Chaque "sous-indice" définit alors un stade particulier du développement. Les pays entre deux étapes sont considérés "en transition".
Les trois stades de développement selon le Forum économique mondial
Source : D'après le rapport du World Economic Forum, 2010
Pour les pays qui sont classés dans le premier stade , les institutions, les infrastructures, la stabilité macroéconomique, la santé et l’éducation primaires sont les " conditions de base " du développement économique.

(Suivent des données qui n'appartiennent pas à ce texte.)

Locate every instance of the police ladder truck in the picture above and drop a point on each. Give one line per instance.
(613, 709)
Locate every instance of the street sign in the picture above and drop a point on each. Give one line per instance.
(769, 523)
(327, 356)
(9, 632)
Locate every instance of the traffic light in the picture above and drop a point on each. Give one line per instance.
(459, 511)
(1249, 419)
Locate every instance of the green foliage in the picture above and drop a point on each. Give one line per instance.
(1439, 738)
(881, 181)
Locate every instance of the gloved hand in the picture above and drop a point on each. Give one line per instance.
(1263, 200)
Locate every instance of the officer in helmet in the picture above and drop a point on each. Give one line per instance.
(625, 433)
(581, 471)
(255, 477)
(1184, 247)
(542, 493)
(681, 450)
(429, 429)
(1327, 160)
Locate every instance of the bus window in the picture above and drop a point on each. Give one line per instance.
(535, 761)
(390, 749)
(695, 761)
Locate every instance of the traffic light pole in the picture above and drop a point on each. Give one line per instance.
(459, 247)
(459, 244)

Pour les pays qui sont classés dans le deuxième stade du développement , l’éducation supérieure, l’efficience des marchés de biens et du marché du travail, la sophistication des marchés financiers, le développement ou agilité technologique ainsi que la taille des marchés sont les " facteurs dynamiseurs " ou " accélérateurs de croissance ". Ainsi, par exemple, l’acquisition de technologies auprès d’entreprises étrangères, la qualité de législation, la sécurité numérique ou l’usage d’Internet et du téléphone mobile "accélèrent" la croissance, car elles engagent le pays dans une "nouvelle économie". Tout comme la hausse du taux de fréquentation des universités ou la qualité des enseignements, notamment en sciences, l’utilisation des NTIC à l'école, les dépenses de formation professionnelle des entreprises ouvre les voies d'une économie de la connaissance.

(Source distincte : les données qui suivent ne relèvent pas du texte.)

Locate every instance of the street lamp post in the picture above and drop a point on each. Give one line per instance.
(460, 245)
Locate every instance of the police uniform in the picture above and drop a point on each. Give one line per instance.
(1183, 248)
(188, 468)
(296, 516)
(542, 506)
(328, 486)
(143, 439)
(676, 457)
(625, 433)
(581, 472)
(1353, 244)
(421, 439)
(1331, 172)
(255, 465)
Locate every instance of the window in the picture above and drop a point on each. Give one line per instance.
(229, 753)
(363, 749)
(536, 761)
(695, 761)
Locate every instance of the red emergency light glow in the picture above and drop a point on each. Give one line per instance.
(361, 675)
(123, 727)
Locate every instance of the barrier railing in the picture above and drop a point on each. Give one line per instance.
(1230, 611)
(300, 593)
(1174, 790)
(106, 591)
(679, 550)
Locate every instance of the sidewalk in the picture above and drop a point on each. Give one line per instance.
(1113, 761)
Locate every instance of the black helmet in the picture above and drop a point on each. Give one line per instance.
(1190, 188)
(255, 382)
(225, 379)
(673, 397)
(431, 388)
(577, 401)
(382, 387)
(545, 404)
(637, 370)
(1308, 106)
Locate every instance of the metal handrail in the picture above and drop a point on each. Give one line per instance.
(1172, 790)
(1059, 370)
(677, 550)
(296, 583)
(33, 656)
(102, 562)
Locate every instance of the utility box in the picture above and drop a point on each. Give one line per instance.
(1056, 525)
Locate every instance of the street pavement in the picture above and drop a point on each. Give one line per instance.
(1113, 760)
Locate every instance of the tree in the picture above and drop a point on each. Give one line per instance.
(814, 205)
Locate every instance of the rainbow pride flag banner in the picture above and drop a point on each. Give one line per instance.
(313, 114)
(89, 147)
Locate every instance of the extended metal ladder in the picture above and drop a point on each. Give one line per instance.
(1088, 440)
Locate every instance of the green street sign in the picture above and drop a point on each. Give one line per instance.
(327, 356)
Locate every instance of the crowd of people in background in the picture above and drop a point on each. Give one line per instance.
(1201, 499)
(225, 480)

Pour les pays qui sont classés dans le troisième stade , comme la France, l'essentiel de la compétitivité globale résulte de deux piliers : la sophistication des activités commerciales et la maîtrise des innovations. Ces économies développées sont "tirées par l’innovation" et la capacité des entreprises à s’organiser en réseaux, comme les pôles de compétitivité en France. La qualité du management et le positionnement des entreprises dans la chaîne de valeur tout comme la capacité des entreprises à créer des produits uniques qui s'imposent sur les marchés et développer des réseaux de distribution internationaux.